When he was depressed, Aardenburg alerted his agency, who promptly took him out of the game. But not for the sake of his mental health: “They didn’t think I could do my job, so I couldn’t make them money,” he explains. Miller agrees: “Freelancers don’t get sick leave. If we’re unable to work, we’re unable to make money. I think that’s why people are so cautious about disclosing how they’re doing. They feel like it could be seen as a weakness, and they’ll miss out on work because of that.”

“People need to look beyond their ego and start a conversation.” – Evita Rigert

If a freelancer’s loneliness is amplified by neoliberal individualisation, then individual, neoliberal solutions (co-working cafés, networking events, social media, have you tried yoga?) might not always cut it. “People need to look beyond their ego and start a conversation,” says Rigert. “Just being open and honest – even with yourself,” adds Miller. This might seem obvious, but in fashion, we often omit the less-than-glamorous aspects of our careers, even when self-reflecting or DMing our fashion friends. We’re just lucky to be here, right?

In Fashion UK’s: State of the Sector survey, one question reads, “Do you supplement your income with non-fashion-related work?” and another: “Has your work negatively impacted your personal relationships?” Raise your hand if you’ve answered ‘yes’ twice.
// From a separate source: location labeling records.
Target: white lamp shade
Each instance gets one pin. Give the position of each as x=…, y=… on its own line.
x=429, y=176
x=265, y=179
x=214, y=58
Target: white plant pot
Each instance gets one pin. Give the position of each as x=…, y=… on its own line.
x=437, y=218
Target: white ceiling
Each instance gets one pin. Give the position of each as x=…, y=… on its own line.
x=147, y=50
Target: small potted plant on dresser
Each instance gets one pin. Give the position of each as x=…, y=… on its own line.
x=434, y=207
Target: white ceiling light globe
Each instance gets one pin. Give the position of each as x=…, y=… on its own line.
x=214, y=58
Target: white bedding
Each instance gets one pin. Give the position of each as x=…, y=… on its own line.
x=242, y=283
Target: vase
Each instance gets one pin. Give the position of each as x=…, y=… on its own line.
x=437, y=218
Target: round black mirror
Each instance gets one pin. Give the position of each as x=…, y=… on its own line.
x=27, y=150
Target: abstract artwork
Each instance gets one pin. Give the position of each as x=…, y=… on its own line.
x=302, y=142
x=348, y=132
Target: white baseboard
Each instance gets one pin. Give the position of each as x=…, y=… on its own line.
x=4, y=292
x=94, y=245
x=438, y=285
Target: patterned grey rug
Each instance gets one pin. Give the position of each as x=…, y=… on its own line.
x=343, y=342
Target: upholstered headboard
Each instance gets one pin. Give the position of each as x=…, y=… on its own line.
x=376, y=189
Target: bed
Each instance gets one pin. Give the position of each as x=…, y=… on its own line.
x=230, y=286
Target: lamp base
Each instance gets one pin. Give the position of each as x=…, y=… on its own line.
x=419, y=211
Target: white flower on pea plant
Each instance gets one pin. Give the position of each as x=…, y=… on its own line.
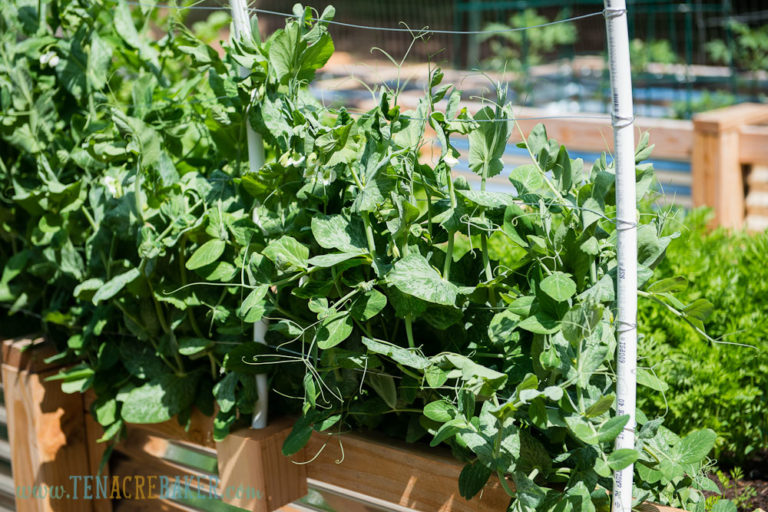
x=49, y=59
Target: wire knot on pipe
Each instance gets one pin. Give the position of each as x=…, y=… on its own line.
x=628, y=326
x=625, y=225
x=613, y=12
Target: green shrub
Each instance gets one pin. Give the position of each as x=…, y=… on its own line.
x=718, y=386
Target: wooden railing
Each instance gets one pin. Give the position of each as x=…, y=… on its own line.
x=730, y=156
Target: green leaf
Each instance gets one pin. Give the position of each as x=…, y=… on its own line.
x=487, y=143
x=673, y=284
x=158, y=400
x=192, y=346
x=414, y=276
x=527, y=179
x=602, y=406
x=286, y=252
x=368, y=305
x=583, y=430
x=723, y=505
x=334, y=329
x=253, y=307
x=384, y=385
x=559, y=286
x=472, y=479
x=540, y=323
x=114, y=285
x=339, y=232
x=622, y=458
x=206, y=254
x=648, y=379
x=404, y=356
x=488, y=199
x=224, y=391
x=696, y=445
x=609, y=430
x=298, y=438
x=331, y=260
The goal, explain Lacayo and Miller, is to boost transparency in the industry. “We’re looking into things that contribute to job enjoyment and how your mental health is doing.” The survey was authored by Bectu’s Fashion UK Union branch, which helps members (freelancers and contracted employees) with terms and pay negotiation, legal support, invoice chasing, skill training and more. Members and non-members also have access to dedicated WhatsApp groups where they can raise questions, experiences and worries in a low-threshold way.
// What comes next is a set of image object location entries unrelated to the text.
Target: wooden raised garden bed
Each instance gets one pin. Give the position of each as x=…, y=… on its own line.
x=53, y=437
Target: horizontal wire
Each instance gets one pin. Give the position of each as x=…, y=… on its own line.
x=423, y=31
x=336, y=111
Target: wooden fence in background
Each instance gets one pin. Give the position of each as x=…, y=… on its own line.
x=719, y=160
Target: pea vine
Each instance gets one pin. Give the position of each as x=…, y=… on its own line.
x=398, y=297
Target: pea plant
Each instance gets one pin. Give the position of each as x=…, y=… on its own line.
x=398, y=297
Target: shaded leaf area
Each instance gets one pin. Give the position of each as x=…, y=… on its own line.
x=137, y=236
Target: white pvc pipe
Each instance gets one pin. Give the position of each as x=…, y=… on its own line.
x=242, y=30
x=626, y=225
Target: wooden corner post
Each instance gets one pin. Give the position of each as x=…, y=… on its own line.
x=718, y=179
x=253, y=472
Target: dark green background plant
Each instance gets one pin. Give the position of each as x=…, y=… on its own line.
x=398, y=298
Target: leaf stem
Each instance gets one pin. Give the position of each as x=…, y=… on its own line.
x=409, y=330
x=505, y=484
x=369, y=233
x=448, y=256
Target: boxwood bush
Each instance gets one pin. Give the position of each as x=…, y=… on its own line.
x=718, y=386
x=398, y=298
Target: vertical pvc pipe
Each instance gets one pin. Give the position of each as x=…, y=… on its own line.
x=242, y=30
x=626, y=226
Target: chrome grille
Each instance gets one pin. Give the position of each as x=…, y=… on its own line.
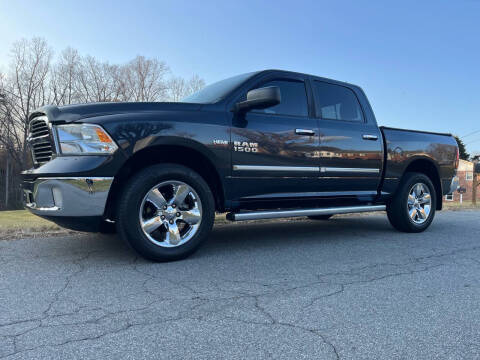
x=40, y=140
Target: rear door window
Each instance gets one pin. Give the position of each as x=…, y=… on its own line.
x=336, y=102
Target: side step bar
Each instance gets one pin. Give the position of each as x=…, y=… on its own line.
x=274, y=214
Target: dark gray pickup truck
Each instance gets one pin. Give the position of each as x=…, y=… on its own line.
x=261, y=145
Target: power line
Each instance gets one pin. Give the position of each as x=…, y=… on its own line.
x=474, y=132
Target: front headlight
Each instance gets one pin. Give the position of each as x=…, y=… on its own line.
x=84, y=139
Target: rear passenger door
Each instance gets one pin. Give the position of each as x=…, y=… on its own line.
x=351, y=150
x=273, y=148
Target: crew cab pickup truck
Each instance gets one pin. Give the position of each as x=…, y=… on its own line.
x=267, y=144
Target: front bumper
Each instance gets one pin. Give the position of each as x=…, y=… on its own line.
x=67, y=196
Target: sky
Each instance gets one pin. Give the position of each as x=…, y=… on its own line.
x=417, y=61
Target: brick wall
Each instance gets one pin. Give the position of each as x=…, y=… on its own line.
x=467, y=184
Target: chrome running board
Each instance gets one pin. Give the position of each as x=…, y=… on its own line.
x=274, y=214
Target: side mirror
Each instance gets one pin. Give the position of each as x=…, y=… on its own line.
x=260, y=99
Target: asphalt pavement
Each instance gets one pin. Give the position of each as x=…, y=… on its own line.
x=347, y=288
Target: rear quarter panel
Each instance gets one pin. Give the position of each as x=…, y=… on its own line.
x=402, y=147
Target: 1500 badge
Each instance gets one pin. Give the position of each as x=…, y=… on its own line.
x=243, y=146
x=240, y=146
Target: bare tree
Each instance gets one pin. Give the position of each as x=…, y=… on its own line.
x=64, y=78
x=26, y=88
x=95, y=81
x=32, y=80
x=177, y=89
x=145, y=79
x=195, y=84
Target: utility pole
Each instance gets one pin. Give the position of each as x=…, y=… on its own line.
x=474, y=187
x=6, y=179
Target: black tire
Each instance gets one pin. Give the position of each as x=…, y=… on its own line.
x=320, y=217
x=128, y=223
x=398, y=208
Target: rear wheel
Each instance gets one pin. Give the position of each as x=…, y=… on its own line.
x=413, y=207
x=320, y=217
x=166, y=212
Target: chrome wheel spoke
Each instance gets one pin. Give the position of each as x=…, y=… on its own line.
x=411, y=199
x=152, y=224
x=426, y=199
x=173, y=236
x=421, y=213
x=156, y=198
x=162, y=212
x=419, y=203
x=181, y=192
x=412, y=212
x=418, y=191
x=191, y=217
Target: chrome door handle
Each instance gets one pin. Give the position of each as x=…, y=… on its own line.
x=304, y=132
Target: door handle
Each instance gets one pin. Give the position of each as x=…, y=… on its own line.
x=304, y=132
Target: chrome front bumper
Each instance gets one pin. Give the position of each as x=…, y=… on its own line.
x=67, y=196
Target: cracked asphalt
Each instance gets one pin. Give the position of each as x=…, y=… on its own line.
x=347, y=288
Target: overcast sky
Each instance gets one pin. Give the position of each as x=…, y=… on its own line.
x=418, y=61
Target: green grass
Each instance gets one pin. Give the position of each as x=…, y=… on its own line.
x=466, y=205
x=22, y=222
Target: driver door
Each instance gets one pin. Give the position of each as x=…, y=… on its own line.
x=273, y=149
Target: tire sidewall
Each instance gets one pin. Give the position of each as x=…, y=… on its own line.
x=128, y=212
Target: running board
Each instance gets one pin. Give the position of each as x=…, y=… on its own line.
x=274, y=214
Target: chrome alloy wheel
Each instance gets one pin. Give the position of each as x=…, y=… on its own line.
x=419, y=203
x=170, y=213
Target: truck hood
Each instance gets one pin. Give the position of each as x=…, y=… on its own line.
x=71, y=113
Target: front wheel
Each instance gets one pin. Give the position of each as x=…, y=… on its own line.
x=166, y=212
x=412, y=209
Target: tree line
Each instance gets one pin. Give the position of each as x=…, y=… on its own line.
x=36, y=77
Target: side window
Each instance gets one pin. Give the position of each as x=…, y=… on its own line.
x=294, y=98
x=335, y=102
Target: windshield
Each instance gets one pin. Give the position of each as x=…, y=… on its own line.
x=217, y=91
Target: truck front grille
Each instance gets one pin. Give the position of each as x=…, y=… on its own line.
x=40, y=140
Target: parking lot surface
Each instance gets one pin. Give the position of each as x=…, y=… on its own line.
x=347, y=288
For freelancers who can’t join the union (it’s only open to UK-based non-performing fashion professionals, costs a small, earning-based membership fee and operates on member participation), there are other options to combat loneliness. A few of our followers recommended renting a shared studio with other creatives, or inviting friends to work in your space (whether that be a studio or a WFH setup).

The remedy for freelance loneliness is sharing: your skills and time as a mentor, community contributions at a union, your workspace, your rates, experiences of (toxic) working conditions, questions and doubts, successes, life hacks and – crucially – the less-than-glamorous facets of your freelance fashion career. “Otherwise,” as Miller puts it, “we’ll just stay in this polluted bubble where everything seems fine, but it’s not.”